JG: Wow, it's just interesting to hear you talk about that. Yeah, it's very interesting. I'm not sure I even have a question, but I get what you're saying. I think the reason I'm sitting here now, not with a tenure track job in Asian American history is because I believe that it's never good enough to be doing that work in the first place. Because I let people get inside my head and let me know that even though working with someone like Yuji, for example, that gave me a certain imprimatur, but I was never Eiichiro. I mean, it's interesting, because I certainly, when I got to Brown, I made the conscious decision, I said, "Screw this, I've put up with this for long enough," changed my entire career around because of that idea, and it's interesting to hear you say that at this stage of your career. I don't know. Not that there's anything to say about it, but I do get where you're coming from.
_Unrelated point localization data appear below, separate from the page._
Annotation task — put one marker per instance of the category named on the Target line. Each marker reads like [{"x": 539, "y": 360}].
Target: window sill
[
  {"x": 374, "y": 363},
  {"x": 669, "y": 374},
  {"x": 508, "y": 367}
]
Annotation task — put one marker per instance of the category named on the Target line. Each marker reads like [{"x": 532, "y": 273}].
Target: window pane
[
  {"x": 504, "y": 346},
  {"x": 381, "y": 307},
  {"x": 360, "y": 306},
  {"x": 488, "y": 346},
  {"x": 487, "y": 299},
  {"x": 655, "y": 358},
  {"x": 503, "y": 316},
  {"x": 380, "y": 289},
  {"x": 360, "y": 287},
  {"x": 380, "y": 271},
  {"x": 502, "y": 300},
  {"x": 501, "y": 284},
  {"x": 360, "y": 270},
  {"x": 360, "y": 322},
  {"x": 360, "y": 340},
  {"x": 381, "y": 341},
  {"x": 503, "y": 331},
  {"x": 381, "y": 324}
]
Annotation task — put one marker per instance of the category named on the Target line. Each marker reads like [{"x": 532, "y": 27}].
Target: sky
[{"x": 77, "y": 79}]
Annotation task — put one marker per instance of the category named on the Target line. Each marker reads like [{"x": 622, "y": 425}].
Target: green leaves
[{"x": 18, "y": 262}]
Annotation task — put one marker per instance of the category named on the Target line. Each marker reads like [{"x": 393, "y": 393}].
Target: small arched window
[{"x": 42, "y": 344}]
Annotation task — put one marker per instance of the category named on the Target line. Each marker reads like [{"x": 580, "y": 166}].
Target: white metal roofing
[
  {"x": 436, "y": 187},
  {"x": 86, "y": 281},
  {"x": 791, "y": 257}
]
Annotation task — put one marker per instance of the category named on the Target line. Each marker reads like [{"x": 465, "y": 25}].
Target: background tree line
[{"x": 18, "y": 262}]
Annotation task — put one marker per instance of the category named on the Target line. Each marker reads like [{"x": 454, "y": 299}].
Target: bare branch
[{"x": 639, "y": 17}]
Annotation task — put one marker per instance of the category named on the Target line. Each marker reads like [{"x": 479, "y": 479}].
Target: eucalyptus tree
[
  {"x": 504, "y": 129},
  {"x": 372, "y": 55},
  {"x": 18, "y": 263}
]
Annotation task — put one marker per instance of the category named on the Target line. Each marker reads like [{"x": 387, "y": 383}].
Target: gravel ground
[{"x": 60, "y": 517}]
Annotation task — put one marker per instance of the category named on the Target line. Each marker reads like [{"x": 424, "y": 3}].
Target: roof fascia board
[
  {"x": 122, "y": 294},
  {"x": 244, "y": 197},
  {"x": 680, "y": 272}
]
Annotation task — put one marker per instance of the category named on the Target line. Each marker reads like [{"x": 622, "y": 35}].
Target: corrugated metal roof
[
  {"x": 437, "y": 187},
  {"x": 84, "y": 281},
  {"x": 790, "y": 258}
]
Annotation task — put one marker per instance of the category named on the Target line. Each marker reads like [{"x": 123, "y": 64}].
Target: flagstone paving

AH: Well, I'm sure, for example, if I did the same amount of work early on when the field of Asian American studies and, in particular, Japanese American studies hadn't been settled, I wouldn't have been at Cal State Fullerton my whole career either. Because other people who were not doing much more were able to move out of the California State University system. Lane Hirabayashi was initially at San Francisco State, but he couldn't get a substantial scholarship done with such a heavy teaching load demanded within the CSU system. He tried really hard, but he knew that the big books were going to elude him. And so he went to the University of Colorado at Boulder and very soon thereafter put out two books. Gary Okihiro was at Humboldt State University in the CSU system, he had a spike in his scholarly productivity, just moving to Santa Clara University and within a few years going to Cornell University. These were very, very talented and hard-working scholars, ones who even managed a productive scholarly career when their positions permitted them little in the way of discretionary time and institutional support for travel and research.